🤖 AI Summary
Addressing the challenge of balancing speed, geometric detail, and reconstruction fidelity in single-image 3D reconstruction, this paper proposes LatentDreamer—a novel framework built upon a pretrained variational autoencoder (VAE) that maps 3D geometry into a compact latent space for efficient, high-fidelity 3D generation from a single image. Its key contributions are: (1) a learnable latent feature representation that drastically reduces 3D modeling complexity; and (2) a progressive, serialized generation pipeline—coarse-to-fine geometry followed by texture synthesis—that jointly ensures structural integrity and surface realism. With minimal fine-tuning, LatentDreamer reconstructs high-quality 3D models in approximately 70 seconds per image. It achieves state-of-the-art performance on standard metrics including FID and Chamfer distance, significantly advancing the practicality and scalability of single-image 3D generation.
📝 Abstract
3D assets are essential in the digital age.

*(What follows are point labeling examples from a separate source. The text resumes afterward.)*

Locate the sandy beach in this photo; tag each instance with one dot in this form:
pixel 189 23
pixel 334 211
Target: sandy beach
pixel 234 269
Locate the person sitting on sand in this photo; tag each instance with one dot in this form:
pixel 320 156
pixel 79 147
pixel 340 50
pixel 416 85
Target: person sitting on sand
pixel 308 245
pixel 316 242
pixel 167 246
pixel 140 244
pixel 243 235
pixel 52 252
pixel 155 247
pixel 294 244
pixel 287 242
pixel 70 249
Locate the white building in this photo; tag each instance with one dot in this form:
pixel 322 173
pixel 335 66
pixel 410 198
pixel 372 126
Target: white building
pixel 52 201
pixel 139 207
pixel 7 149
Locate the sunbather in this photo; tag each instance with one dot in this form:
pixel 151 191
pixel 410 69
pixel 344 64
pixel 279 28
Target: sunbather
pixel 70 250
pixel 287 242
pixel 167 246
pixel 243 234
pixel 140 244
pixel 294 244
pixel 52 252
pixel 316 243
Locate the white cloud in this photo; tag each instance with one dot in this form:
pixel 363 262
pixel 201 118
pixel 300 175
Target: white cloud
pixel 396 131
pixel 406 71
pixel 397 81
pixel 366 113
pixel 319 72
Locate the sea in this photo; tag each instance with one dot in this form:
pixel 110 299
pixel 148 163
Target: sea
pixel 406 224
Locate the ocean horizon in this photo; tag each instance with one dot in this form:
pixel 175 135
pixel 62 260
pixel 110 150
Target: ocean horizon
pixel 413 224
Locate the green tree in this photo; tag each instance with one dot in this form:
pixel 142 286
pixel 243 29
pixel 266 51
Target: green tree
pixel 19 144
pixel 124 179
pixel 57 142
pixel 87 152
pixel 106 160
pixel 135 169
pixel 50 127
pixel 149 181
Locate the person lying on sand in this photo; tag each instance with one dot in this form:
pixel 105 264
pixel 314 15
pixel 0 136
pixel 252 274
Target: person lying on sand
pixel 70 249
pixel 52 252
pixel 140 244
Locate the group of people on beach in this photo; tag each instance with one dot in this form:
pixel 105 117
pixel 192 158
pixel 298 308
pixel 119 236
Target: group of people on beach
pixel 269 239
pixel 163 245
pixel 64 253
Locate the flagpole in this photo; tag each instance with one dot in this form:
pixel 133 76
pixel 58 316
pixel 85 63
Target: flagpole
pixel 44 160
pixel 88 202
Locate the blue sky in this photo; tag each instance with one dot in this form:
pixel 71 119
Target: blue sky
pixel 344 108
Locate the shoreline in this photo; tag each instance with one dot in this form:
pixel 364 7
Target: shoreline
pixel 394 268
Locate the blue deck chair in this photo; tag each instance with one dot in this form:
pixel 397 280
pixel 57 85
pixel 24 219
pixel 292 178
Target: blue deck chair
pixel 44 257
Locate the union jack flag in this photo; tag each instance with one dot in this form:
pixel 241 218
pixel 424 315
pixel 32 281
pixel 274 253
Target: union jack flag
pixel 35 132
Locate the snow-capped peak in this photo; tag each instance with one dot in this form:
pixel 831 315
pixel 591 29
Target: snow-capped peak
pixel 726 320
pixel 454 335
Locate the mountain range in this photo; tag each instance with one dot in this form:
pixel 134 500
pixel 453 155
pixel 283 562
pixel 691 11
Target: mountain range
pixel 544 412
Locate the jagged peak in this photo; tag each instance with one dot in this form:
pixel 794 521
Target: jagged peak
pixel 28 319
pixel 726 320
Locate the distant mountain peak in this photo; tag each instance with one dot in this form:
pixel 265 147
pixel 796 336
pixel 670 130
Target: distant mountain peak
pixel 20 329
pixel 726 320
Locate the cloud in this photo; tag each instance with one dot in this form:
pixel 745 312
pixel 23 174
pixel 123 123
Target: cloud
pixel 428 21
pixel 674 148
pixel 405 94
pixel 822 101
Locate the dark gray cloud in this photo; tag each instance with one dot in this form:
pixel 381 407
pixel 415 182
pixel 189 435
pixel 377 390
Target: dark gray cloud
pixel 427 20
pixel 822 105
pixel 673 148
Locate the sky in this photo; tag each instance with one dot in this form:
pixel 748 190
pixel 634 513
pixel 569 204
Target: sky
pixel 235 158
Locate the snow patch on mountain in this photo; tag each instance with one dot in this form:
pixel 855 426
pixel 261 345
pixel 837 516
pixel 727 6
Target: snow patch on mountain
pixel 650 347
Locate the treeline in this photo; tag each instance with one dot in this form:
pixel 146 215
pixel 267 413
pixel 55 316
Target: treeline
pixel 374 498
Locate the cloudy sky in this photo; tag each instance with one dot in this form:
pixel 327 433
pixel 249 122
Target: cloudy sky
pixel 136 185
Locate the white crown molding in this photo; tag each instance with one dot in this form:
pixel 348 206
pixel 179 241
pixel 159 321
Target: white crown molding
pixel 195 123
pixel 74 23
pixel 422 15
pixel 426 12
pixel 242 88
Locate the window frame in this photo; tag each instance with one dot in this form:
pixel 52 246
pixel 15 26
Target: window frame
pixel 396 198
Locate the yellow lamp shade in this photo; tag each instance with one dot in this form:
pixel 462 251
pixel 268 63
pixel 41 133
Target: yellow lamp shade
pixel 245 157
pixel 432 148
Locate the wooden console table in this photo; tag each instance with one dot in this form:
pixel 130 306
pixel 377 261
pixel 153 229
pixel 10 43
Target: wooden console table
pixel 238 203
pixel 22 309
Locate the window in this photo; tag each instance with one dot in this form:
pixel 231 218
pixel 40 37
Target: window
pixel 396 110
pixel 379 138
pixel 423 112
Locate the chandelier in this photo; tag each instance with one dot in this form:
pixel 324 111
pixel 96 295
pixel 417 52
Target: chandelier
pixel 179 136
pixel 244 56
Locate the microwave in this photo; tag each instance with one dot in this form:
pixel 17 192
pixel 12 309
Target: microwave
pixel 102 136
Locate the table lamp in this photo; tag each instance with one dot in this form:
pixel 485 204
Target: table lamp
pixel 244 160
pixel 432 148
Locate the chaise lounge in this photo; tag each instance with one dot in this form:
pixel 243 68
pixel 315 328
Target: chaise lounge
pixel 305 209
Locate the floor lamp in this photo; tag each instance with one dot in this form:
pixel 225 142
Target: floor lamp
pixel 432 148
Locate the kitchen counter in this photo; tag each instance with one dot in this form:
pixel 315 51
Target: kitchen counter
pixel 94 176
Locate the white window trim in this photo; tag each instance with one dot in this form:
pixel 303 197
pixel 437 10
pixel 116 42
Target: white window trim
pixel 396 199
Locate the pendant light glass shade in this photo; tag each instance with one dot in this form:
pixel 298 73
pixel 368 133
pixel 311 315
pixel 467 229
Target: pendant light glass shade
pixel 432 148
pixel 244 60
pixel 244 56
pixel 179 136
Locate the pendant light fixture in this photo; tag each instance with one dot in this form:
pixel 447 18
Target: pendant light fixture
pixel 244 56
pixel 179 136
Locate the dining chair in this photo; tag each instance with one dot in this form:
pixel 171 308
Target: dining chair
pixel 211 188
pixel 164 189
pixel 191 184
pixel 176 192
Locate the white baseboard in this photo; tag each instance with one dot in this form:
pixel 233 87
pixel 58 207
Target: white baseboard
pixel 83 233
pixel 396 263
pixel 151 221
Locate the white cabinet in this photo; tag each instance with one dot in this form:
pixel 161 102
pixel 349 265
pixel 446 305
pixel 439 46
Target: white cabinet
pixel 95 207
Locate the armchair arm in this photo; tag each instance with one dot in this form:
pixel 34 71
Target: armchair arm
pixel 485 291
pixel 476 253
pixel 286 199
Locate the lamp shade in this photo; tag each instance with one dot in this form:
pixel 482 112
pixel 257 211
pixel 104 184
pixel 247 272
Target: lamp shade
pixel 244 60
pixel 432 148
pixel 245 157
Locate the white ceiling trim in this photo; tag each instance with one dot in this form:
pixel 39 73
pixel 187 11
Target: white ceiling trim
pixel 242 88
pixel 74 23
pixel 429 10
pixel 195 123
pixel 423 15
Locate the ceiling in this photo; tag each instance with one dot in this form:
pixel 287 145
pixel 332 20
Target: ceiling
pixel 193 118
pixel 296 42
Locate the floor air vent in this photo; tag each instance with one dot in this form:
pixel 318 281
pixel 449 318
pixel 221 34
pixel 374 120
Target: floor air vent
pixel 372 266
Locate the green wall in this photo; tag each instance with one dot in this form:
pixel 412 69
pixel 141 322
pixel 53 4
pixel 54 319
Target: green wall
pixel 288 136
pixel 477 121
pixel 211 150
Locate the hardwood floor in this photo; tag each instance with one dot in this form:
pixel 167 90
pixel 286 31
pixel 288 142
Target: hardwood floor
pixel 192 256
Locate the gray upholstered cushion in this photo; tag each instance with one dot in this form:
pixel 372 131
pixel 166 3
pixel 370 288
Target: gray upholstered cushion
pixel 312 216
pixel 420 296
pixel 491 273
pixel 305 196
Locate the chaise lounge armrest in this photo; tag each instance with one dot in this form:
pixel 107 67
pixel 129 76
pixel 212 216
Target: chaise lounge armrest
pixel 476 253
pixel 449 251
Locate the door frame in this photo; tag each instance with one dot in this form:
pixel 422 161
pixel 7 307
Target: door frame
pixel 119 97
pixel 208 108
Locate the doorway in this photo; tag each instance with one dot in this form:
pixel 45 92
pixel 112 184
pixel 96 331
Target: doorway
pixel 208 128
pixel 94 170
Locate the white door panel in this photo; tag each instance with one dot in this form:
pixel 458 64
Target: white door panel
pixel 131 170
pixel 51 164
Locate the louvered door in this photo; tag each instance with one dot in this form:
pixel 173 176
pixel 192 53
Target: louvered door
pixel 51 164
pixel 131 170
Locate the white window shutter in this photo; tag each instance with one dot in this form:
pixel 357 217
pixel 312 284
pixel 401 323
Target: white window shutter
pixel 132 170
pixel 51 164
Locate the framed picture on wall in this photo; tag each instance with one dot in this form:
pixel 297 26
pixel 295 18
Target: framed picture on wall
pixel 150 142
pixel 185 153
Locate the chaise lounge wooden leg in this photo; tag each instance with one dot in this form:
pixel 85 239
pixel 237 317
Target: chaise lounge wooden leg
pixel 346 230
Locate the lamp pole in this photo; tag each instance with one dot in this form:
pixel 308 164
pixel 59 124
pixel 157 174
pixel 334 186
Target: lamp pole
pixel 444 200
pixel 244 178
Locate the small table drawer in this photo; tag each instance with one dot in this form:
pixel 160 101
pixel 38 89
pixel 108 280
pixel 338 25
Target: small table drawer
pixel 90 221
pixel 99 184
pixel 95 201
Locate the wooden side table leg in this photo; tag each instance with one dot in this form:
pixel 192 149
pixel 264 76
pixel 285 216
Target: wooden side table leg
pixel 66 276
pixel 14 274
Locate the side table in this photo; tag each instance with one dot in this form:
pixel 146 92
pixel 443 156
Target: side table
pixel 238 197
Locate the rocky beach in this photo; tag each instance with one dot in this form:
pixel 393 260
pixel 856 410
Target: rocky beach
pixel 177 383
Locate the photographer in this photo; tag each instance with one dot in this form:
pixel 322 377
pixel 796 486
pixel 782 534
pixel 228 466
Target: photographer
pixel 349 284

While automatic 3D generation, such as image-to-3d, has made significant strides in recent years, it often struggles to achieve fast, detailed, and high-fidelity generation simultaneously. In this work, we introduce LatentDreamer, a novel framework for generating 3D objects from single images. The key to our approach is a pre-trained variational autoencoder that maps 3D geometries to latent features, which greatly reducing the difficulty of 3D generation. Starting from latent features, the pipeline of LatentDreamer generates coarse geometries, refined geometries, and realistic textures sequentially. The 3D objects generated by LatentDreamer exhibit high fidelity to the input images, and the entire generation process can be completed within a short time (typically in 70 seconds). Extensive experiments show that with only a small amount of training, LatentDreamer demonstrates competitive performance compared to contemporary approachs.